Pakai taxi resmi Phuong Trang, dengan argo normal, VND 40.000 saja. Sampai di
Pham Ngu Lao, bingung mau ngapain secara masih subuh. Akhirnya kami nongkrong
didepan MyMy Arthouse yang pintunya masih tertutup, hostel tempat kami menginap
sebelumnya. Rencananya sih kami mau nitipin ransel kami disana, sementara kami
keliling HCM sampai sore nanti. Dan ternyata pemilik hostelnya baiiiiik banget,
kami diperbolehkan nitip tas di lobby GRATIS! (catet: gratis lhooo, padahal
biasanya kan
ada additional fee untuk left luggage gitu) Kami benar-benar beruntung!
Bingung mau ngapain pagi-pagi begitu, kami gambling saja menyusuri
alleys menuju Bui Vien street.
Jalanan yang selalu ramai padat di malam hari dengan go-go bars nya itu
terlihat sangat lengang di pagi hari. Hanya beberapa kios nasi dan warung kopi
yang sudah buka, dengan beberapa pembeli yang asyik nongkrong sarapan di
dingklik plastik kecil warna warni. Kami masuk ke salah satu kios nasi dengan
menu andalan tetap Com Tam Binh Dan serta Bahn Mie. Kami pesan seporsi Com Tam
dan seporsi Lam Chong, dimakan bertiga. Iseng-iseng aku berniat mau cari
colokan listrik buat ngecharge hape, eh tau-tau aku dipelototin dan diomelin
pakai bahasa dewa oleh nenek yang jaga kios itu. Karena aku nggak ngerti sama
sekali dia ngomong apa, aku dengan polosnya cuma bilang mau nyolok sebentar,
dan dengan cueknya masukin chargeran hape ke colokan listrik yang ada disitu.
Dan disitulah terjadi adegan ‘miskon yang ke-4’ kalinya.

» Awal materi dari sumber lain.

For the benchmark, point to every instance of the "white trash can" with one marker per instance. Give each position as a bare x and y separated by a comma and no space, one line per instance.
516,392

Rupanya si nenek ini
ngomel saat tahu aku mau numpang nyolok listrik, dan dia pun memberi tahu semua
orang yang datang ke kios dia, ngomel-ngomel pakai bahasa dewa sambil
nunjuk-nunjuk kearah kami bertiga. Dan salah satu pengunjung yang bisa bahasa
Inggris patah-patah memberi tahu kami bahwa si nenek menganggap kami kurang
sopan karena seenaknya pakai listrik tanpa permisi. Nah lhoo… salah deh numpang
nyolok disini! Karena si nenek terus-terusan ngomel dan melototin kami, aku pun
nyerah dan mencabut charger hape ku, meski indikator baterai masih merah dan
menjerit minta disupplay aliran listrik! Cari aman saja deh, daripada dicincang
ama nenek dan dijadiin Lam Chong. Haha…. Makan pun jadi nggak selera akibat
kejadian itu.
Selesai makan ati di kios nenek (eh? Makan ati? Haha) kami kembali
menyusuri Bui Vien yang sepi. Mampir deh di warung kopi, pesan es susu segar
dan es kopi susu, yang kali ini nggak perlu aku praktekkan ‘susu’nya karena
selain yang jualan adalah mas-mas, dia juga udah ngerti bahasa Inggris. Hehe…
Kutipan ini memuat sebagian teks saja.